Dès l’entrée, l’atmosphère est saisissante : odeur d’huile mécanique, tintement métallique des pièces qui s’entrechoquent.
À Can Tho, on surnomme parfois An Lac le « marché à ciel ouvert des mécaniciens ».
Des vis minuscules aux lourdes poulies, les pièces s’alignent dans un apparent désordre, fruit d’une organisation parfaitement maîtrisée par les vendeurs.
Des enseignes modestes, aux lettres vieillies, annoncent l’essentiel : ressorts, fer, pièces diverses. Une signalétique fonctionnelle, sans artifice.
Des ressorts d’acier de toutes tailles sont suspendus en grappes, évoquant des fruits métalliques. Une mise en scène qui témoigne de la diversité et de la spécialisation des marchandises.
Hélices en inox ou en laiton, poulies massives et pièces usées s’empilent dans les échoppes étroites. Chaque objet porte les traces d’un usage antérieur.
Le marché ne s’étend pas sur de vastes allées. Il se faufile dans les ruelles et déborde sur la chaussée, les étals occupant chaque centimètre disponible.
Au milieu du métal et de la graisse, la vie quotidienne suit son cours.
Les clients arrivent en moto, s’arrêtent quelques minutes, négocient, repartent. Les gestes sont rapides, familiers, presque routiniers.
Tho, propriétaire d’un petit stand de pièces détachées, explique : « Aujourd’hui, il y a des supermarchés et des magasins modernes partout. Mais ici, nous connaissons chaque panne, chaque machine. »

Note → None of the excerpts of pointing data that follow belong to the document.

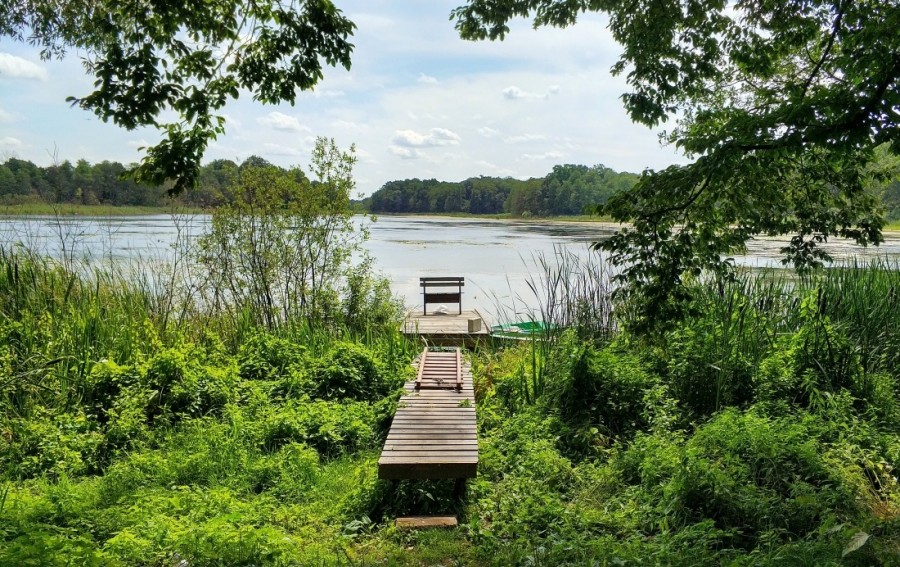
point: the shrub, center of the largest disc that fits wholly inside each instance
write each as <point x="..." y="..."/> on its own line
<point x="181" y="385"/>
<point x="752" y="475"/>
<point x="328" y="427"/>
<point x="350" y="372"/>
<point x="264" y="356"/>
<point x="603" y="391"/>
<point x="57" y="445"/>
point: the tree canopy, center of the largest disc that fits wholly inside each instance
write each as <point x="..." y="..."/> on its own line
<point x="159" y="58"/>
<point x="779" y="103"/>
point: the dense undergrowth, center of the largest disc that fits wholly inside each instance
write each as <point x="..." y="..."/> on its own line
<point x="762" y="429"/>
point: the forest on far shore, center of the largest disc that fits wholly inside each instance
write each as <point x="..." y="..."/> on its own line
<point x="565" y="190"/>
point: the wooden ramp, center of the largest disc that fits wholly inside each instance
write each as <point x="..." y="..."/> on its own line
<point x="433" y="434"/>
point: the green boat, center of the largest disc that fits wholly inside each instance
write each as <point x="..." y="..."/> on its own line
<point x="521" y="330"/>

Il ajoute : « Certaines pièces anciennes sont introuvables ailleurs. Ici, il suffit de demander. Ce marché tient grâce à la confiance et à la solidarité entre artisans, depuis des décennies. »
Pour Thu, comme pour beaucoup de commerçants, vendre une pièce n’est pas qu’un acte commercial. C’est aussi conseiller, calculer, aider le client à prolonger la durée de vie de son outil de travail.
« Tout le monde n’a pas les moyens d’acheter du neuf », confie-t-elle. « On cherche des pièces d’occasion encore fiables, à un prix juste, pour que les motos, les bateaux continuent de rouler. »
Sans être bruyant ni spectaculaire, le marché d’An Lac poursuit son activité à l’écart des projecteurs, au cœur d’une ville en pleine modernisation.
Il demeure un repère familier pour les travailleurs, préservant une culture de marché traditionnelle fondée sur l’entraide et l’expérience.
En quittant An Lac, le cliquetis du métal résonne encore. Dans cette rue discrète, les pièces de fer semblent chargées de mémoire, racontant la persistance d’un monde ouvrier et la ténacité de ceux qui, jour après jour, redonnent vie aux machines.